I would also like to add that it is only enlistment that is failing, while commissioning and deployment work.
One more thing that i observed that is different when enlistment fails is that , the hostname defaults to ubuntu, and does not show the hostname as maas-enlisting-node.
I also see that enlistment works fine, when i enable DHCP on MAAS, and it is only failing when i use the external DHCP.
I would like to debug, on why enlistment with external DHCP suddenly stopped working.
Hi @r00ta, original poster from the thread you were referring to here: that looks like the same problem I’ve been facing too. I wouldn’t say there was a solution provided in the other thread really as the service is still broken for me and for the moment I’ve stopped working on it (and may very well need to switch to something other than MAAS). If I find a solution though I’ll post back here.
Unfortunately the solution has to be specific to your env as the setup with an external DHCP server is not something we can generalize in this thread without any additional information.
The post I linked contains some info to enable you to start investigating the issue.
In case you get back working on it and you want to share some details in this community we are willing to listen and hopefully help
And the behavior looks to be the same, where i don’t see the respective access logs beyond the time, when the node hangs waiting for metadata crawler, and errors out.
One of the differences with my scenario is that, the external dhcp server that i had configured was working perfectly fine, until something changed and it stopped working.
As part of the debugging process:
I had repeated the steps that i did initially to configure the external dhcp … such as:
Copy the exact dhcpd.conf that maas uses , when dhcp is enabled in MAAS to an external DHCP and try enlisting. When i tried this about an year ago, it did work perfectly fine, where MAAS was able to enlist fine and recognize the server.
I had later removed each of the options from that dhcpd.conf until i saw what was the bare minimum needed. This configuration worked for many months, until it broke few days ago.

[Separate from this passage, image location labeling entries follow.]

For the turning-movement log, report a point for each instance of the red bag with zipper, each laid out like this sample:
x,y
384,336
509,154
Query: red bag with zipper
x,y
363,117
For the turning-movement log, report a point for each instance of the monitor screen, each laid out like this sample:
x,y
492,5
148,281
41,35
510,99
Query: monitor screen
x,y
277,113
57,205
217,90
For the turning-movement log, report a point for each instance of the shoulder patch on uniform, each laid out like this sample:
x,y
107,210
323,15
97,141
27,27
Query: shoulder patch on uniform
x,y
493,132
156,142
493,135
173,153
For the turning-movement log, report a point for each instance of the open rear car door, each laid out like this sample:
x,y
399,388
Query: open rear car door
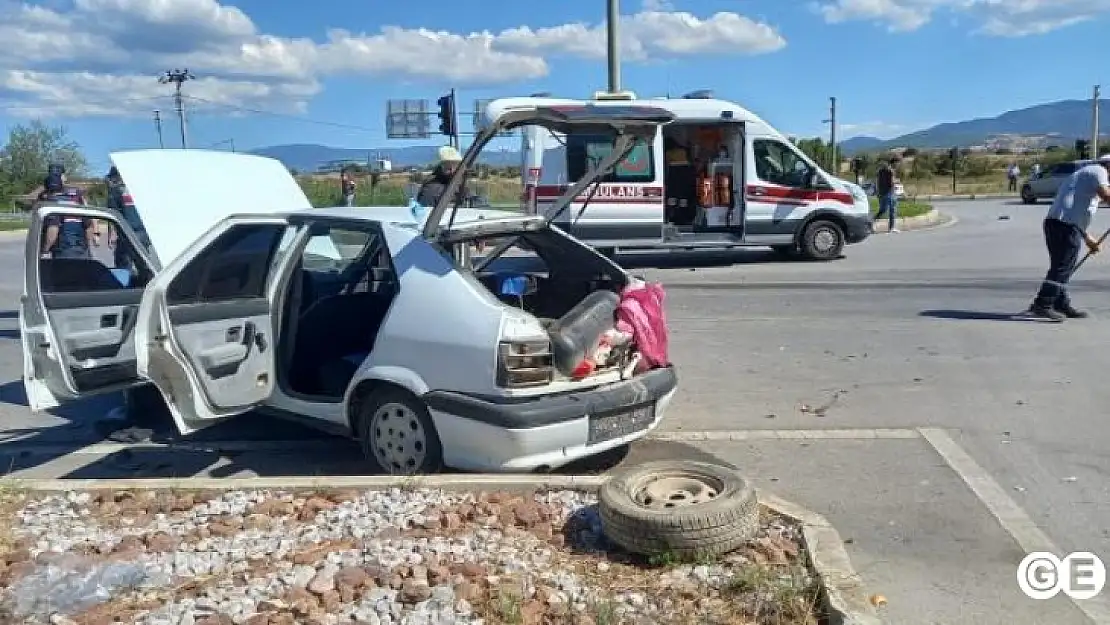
x,y
207,328
77,315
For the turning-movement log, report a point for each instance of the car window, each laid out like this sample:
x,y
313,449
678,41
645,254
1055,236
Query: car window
x,y
72,262
778,163
235,265
585,151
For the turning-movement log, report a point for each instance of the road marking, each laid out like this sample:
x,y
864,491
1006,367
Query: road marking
x,y
16,447
1009,514
868,434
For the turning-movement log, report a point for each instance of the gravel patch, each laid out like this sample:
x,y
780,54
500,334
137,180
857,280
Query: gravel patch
x,y
381,557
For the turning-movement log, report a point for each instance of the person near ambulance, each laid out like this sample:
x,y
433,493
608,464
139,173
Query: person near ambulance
x,y
435,187
1066,230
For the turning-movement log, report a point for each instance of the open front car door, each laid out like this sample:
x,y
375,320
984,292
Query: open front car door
x,y
205,328
78,313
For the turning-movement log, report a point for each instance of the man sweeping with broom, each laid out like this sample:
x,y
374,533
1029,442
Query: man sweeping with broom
x,y
1066,230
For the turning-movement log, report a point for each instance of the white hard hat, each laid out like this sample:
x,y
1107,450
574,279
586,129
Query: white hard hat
x,y
448,154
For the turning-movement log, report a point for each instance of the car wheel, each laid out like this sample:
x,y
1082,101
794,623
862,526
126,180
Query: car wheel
x,y
786,251
397,434
823,241
1027,195
144,406
690,510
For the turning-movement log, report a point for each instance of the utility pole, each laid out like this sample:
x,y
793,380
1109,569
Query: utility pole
x,y
1095,123
158,128
178,78
614,40
834,164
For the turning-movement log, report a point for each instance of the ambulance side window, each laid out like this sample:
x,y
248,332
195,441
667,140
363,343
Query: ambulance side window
x,y
778,163
585,151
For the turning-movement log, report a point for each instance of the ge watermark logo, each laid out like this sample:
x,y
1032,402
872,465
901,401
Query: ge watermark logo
x,y
1080,575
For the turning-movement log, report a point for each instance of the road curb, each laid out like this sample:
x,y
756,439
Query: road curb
x,y
841,588
931,219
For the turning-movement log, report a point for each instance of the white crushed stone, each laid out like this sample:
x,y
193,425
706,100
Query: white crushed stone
x,y
61,523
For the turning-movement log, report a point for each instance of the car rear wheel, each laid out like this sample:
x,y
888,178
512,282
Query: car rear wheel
x,y
397,433
823,241
1027,195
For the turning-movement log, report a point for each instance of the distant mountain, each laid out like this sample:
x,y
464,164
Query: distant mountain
x,y
857,144
1067,120
308,157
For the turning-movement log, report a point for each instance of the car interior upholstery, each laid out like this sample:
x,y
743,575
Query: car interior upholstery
x,y
332,319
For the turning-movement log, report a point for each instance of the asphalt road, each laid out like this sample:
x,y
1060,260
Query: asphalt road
x,y
908,330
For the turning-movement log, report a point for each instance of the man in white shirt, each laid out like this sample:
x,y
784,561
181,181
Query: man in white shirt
x,y
1066,230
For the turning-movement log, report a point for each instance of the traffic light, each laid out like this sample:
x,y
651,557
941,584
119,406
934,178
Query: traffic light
x,y
447,114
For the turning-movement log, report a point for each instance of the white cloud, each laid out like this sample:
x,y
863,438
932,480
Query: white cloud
x,y
102,57
997,18
649,34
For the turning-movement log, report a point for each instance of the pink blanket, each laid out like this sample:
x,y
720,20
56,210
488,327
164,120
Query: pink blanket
x,y
641,314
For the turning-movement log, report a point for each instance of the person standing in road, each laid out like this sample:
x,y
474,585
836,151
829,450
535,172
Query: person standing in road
x,y
1012,174
434,188
1066,230
885,189
346,182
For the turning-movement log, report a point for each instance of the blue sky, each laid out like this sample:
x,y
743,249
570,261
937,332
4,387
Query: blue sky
x,y
284,71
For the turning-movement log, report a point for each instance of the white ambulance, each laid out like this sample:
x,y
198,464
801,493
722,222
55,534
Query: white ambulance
x,y
716,177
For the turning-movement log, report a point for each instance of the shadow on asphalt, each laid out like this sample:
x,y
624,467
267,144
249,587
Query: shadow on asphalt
x,y
978,315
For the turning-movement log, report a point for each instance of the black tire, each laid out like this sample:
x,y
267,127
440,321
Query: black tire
x,y
821,240
411,414
1027,195
786,251
144,406
702,528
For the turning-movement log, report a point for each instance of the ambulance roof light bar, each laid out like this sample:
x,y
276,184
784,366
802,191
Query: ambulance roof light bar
x,y
605,96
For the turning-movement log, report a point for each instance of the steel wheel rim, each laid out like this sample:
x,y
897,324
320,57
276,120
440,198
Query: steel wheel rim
x,y
825,240
397,439
677,490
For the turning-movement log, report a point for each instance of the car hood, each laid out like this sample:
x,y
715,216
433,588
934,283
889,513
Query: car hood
x,y
180,194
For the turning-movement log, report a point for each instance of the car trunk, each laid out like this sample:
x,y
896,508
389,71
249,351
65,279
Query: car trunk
x,y
573,291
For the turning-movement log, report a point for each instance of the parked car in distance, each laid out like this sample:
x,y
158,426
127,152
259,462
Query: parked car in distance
x,y
1045,185
369,323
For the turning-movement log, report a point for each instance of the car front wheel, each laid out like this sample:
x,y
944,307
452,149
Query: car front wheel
x,y
397,433
823,241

I do suspect that it could be related to instance id metadata, as mentioned in this statement:
“One possibility could be that your DHCP server is not correctly set up to provide the necessary boot options for MAAS. For MAAS to work with an external DHCP server, the DHCP server needs to be configured with specific boot options that tell the machines where to get their PXE boot images and metadata. The MAAS documentation provides more information about PXE and DHCP for MAAS.”
May i please know what boot options are these and if they are included in the dhcpd.conf that MAAS uses or if MAAS dynamically adds something to its dhcpd.conf, or leases file that the external dhcp is might be missing when i make a copy?

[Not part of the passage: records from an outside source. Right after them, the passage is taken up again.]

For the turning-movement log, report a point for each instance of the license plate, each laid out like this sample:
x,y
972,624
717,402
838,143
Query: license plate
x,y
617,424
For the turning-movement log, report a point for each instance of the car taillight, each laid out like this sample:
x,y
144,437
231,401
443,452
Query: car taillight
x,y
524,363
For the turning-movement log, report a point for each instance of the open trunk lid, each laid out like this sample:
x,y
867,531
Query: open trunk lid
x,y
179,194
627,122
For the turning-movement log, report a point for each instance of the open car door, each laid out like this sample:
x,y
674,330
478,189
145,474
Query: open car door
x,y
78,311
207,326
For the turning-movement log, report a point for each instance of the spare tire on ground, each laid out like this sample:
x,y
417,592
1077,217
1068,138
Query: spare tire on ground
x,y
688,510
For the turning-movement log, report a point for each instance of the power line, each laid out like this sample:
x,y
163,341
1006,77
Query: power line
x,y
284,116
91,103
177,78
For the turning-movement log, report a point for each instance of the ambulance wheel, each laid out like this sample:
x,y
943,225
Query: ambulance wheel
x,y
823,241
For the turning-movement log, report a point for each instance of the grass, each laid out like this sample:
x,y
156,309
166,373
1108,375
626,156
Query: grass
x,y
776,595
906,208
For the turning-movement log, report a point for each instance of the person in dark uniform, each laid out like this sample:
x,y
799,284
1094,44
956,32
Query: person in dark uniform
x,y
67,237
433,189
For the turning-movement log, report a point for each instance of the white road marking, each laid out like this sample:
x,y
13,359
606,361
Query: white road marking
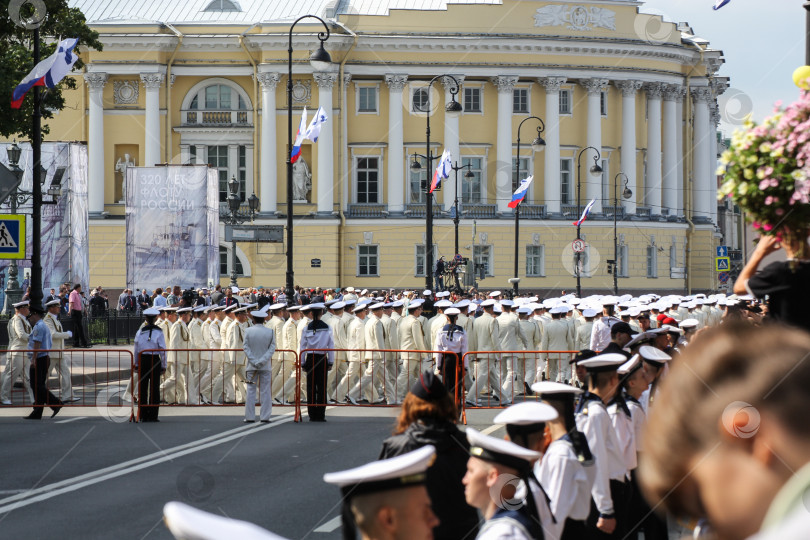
x,y
43,493
330,525
66,420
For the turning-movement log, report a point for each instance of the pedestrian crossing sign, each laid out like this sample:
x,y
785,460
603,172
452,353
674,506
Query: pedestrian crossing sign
x,y
12,236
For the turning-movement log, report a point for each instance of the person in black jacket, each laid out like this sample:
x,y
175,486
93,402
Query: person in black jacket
x,y
428,416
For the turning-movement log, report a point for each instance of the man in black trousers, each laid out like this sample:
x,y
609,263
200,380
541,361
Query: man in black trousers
x,y
318,336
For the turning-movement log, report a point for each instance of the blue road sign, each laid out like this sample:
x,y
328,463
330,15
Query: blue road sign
x,y
12,236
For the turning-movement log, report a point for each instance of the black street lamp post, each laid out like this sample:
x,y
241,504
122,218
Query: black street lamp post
x,y
320,61
538,144
595,170
627,193
453,109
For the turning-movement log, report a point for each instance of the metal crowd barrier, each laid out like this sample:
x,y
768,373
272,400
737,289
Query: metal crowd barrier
x,y
211,377
78,377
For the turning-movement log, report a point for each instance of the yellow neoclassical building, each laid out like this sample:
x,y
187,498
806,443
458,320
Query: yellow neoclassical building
x,y
204,81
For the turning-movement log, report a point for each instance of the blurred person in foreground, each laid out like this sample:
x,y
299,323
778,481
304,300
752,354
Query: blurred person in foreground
x,y
428,417
728,439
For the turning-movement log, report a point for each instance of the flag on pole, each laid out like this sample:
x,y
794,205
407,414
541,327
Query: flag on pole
x,y
520,192
442,170
314,129
299,137
585,213
48,72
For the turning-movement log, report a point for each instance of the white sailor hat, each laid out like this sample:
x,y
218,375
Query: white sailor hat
x,y
631,366
185,521
689,323
603,362
549,389
653,355
500,451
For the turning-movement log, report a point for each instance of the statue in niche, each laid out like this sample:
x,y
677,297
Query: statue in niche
x,y
302,181
121,166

I see that the client is able to get pxe images, but i am not able to confirm if the client is able to get the metadata, and what dhcp boot options would help the same.
Also - i see that regiond logs are not in the same time zone, as the rackd controller. I did mention ntp and only to use ntp server, but will that not make regiond use the same ntp? I am just thinking if metadata retrieval is somehow failing because of this.